SemEval 2020 Task 1: Unsupervised Lexical Semantic Change Detection

Organized by dschlechtweg - Current server time: Sept. 19, 2019, 6:47 p.m. UTC

Current

Practice
July 1, 2019, midnight UTC

Next

Evaluation
Jan. 10, 2020, midnight UTC

End

Competition Ends
Never

Welcome!

This is the CodaLab Competition for SemEval 2020 Task 1 addressing the unsupervised detection of lexical semantic change, i.e., word sense changes over time, in text corpora of German, English, Latin and Swedish. The task is organized by Barbara McGillivray, Dominik Schlechtweg, Simon Hengchen, Haim Dubossarsky and Nina Tahmasebi. The organisers can be reached at

semeval2020lexicalsemanticchange [at] turing dot ac dot uk

The past decade has seen a rise in academic work focussing on the computational tackling of lexical semantic change. An overview of the literature until 2018 is available in Tahmasebi et al. (2018) and Kutuzov et al. (2018). Nonetheless, most studies have different evaluation procedures and tackle different languages, corpora, and periods, making systems difficult to compare. This SemEval task aims to introduce a simple evaluation framework for unsupervised lexical semantic change detection.

Tasks

There are two tasks: a classification task, and a ranking task. For each language, both tasks are based on the same two corpora, which span different periods. Corpora will be provided in four languages: German, English, Swedish, and Latin. Systems will be evaluated against a ground truth, as annotated (Schlechtweg et al., 2018) by human native speakers (except for Latin, which was annotated by scholars of Latin). Find a more detailed description on the 'Tasks' page.

Registration

For this competition, we allow only competition teams. (Teams may consist of only one member.) If your team has several members, please register each individually to the competition and build a team as described. If you are a single participant, please also build a team with a single member. A participant can only be part of one team; if you want to be part of several teams (e.g. because you want to submit several systems), please write us an email. A team can submit at most 10 times and only the final submission counts. The submission of each team member counts as a team submission. Read more about how to create and join a team here.

Phases

For an overview of the phases, please see the 'Phases' page.

Timeline

  • Trial data ready July 31, 2019
  • Test data ready December 3, 2019
  • Evaluation start January 10, 2020
  • Evaluation end January 31, 2020
  • Paper submission due February 23, 2020
  • Notification to authors March 29, 2020
  • Camera ready due April 5, 2020
  • SemEval workshop Summer 2020

References

Get Started

Get started directly by registering to the competition and downloading the starting kit under 'Participate -> Files -> Starting Kit'.

Tasks

We rely on the comparison of two time periods t1 and t2 for each language. This has two main advantages:

  1. it reduces the number of time periods for which data has to be annotated, so we can annotate larger corpus samples and hence more reliably represent the sense frequency distributions of the target words;
  2. it reduces the task complexity, allowing different model architectures to be applied to it, widening the range of possible participants.

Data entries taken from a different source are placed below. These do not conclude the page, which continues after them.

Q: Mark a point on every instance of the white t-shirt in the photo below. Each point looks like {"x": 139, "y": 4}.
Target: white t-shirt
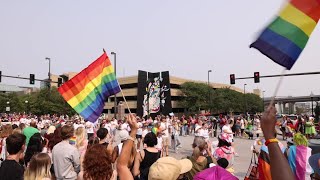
{"x": 159, "y": 145}
{"x": 198, "y": 127}
{"x": 89, "y": 127}
{"x": 227, "y": 129}
{"x": 108, "y": 127}
{"x": 166, "y": 127}
{"x": 139, "y": 131}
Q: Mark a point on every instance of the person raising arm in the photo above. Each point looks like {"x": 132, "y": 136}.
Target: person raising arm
{"x": 123, "y": 160}
{"x": 280, "y": 168}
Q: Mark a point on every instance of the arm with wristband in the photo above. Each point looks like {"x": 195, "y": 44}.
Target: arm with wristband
{"x": 280, "y": 168}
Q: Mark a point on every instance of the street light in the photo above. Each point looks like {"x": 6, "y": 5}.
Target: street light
{"x": 263, "y": 99}
{"x": 8, "y": 107}
{"x": 49, "y": 73}
{"x": 312, "y": 96}
{"x": 245, "y": 99}
{"x": 209, "y": 71}
{"x": 26, "y": 106}
{"x": 115, "y": 73}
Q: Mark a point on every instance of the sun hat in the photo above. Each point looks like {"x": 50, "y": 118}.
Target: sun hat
{"x": 168, "y": 168}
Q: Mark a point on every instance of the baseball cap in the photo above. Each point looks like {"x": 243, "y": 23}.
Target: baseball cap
{"x": 169, "y": 168}
{"x": 123, "y": 135}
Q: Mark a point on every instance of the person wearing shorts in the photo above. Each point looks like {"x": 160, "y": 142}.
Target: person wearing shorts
{"x": 166, "y": 141}
{"x": 139, "y": 133}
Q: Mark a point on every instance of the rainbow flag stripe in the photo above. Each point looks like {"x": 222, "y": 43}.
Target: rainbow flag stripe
{"x": 286, "y": 37}
{"x": 298, "y": 161}
{"x": 87, "y": 91}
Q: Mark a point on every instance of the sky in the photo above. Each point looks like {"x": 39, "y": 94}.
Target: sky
{"x": 185, "y": 37}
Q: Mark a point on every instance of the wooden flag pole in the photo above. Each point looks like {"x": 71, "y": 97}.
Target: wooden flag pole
{"x": 277, "y": 87}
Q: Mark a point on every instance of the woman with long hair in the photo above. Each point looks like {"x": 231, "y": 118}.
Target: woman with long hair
{"x": 298, "y": 156}
{"x": 225, "y": 150}
{"x": 36, "y": 144}
{"x": 97, "y": 164}
{"x": 81, "y": 140}
{"x": 198, "y": 160}
{"x": 6, "y": 130}
{"x": 39, "y": 168}
{"x": 144, "y": 159}
{"x": 55, "y": 138}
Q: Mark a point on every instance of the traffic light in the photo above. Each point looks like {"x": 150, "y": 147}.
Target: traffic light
{"x": 59, "y": 82}
{"x": 232, "y": 79}
{"x": 256, "y": 77}
{"x": 31, "y": 78}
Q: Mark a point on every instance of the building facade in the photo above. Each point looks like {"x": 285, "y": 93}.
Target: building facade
{"x": 130, "y": 88}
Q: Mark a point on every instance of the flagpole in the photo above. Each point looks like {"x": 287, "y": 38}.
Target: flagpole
{"x": 125, "y": 101}
{"x": 277, "y": 87}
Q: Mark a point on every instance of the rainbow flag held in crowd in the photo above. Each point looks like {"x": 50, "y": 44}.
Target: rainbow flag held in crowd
{"x": 87, "y": 92}
{"x": 298, "y": 161}
{"x": 73, "y": 140}
{"x": 286, "y": 37}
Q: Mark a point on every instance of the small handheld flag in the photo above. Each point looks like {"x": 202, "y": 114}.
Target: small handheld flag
{"x": 87, "y": 92}
{"x": 286, "y": 37}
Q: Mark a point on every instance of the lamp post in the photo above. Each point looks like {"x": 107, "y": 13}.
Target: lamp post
{"x": 245, "y": 99}
{"x": 209, "y": 94}
{"x": 209, "y": 71}
{"x": 115, "y": 73}
{"x": 26, "y": 106}
{"x": 49, "y": 73}
{"x": 311, "y": 96}
{"x": 263, "y": 99}
{"x": 8, "y": 106}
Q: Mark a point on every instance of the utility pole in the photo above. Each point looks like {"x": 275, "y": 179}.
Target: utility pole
{"x": 115, "y": 73}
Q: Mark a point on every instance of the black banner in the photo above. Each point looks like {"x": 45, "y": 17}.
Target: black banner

Participants are asked to solve two tasks, a classification and a ranking task. Participants are required to submit results for all four languages of the task.

Task 1: Binary classification

Given two corpora C1 and C2 (for time periods t1 and t2), for a set of target words, decide which words lost or gained senses between t1 and t2, and which ones did not; as annotated by human judges.

Example: consider the word cell in Fig. 1. The task is to determine that the target word cell changed sense(s) between t1 and t2, as it gained the 'Phone' sense. A word is classified as gaining a sense, if the sense is never attested in C1, but attested at least k times in C2, where k is a small number <10 announced at the beginning of the evaluation phase. (Similarly for words that lose a sense.) We make no distinction between words that gain vs. words that lose senses, both fall into the change class. Equally, we make no distinction between words that gain/lose one sense vs. words that gain/lose several senses.


Fig. 1 - Sense frequency distribution of cell in t1 and t2

Task 2: Ranking

Given two corpora C1 and C2, rank a set of target words according to their degree of lexical semantic change between t1 and t2, as annotated by human judges. A higher rank means stronger change.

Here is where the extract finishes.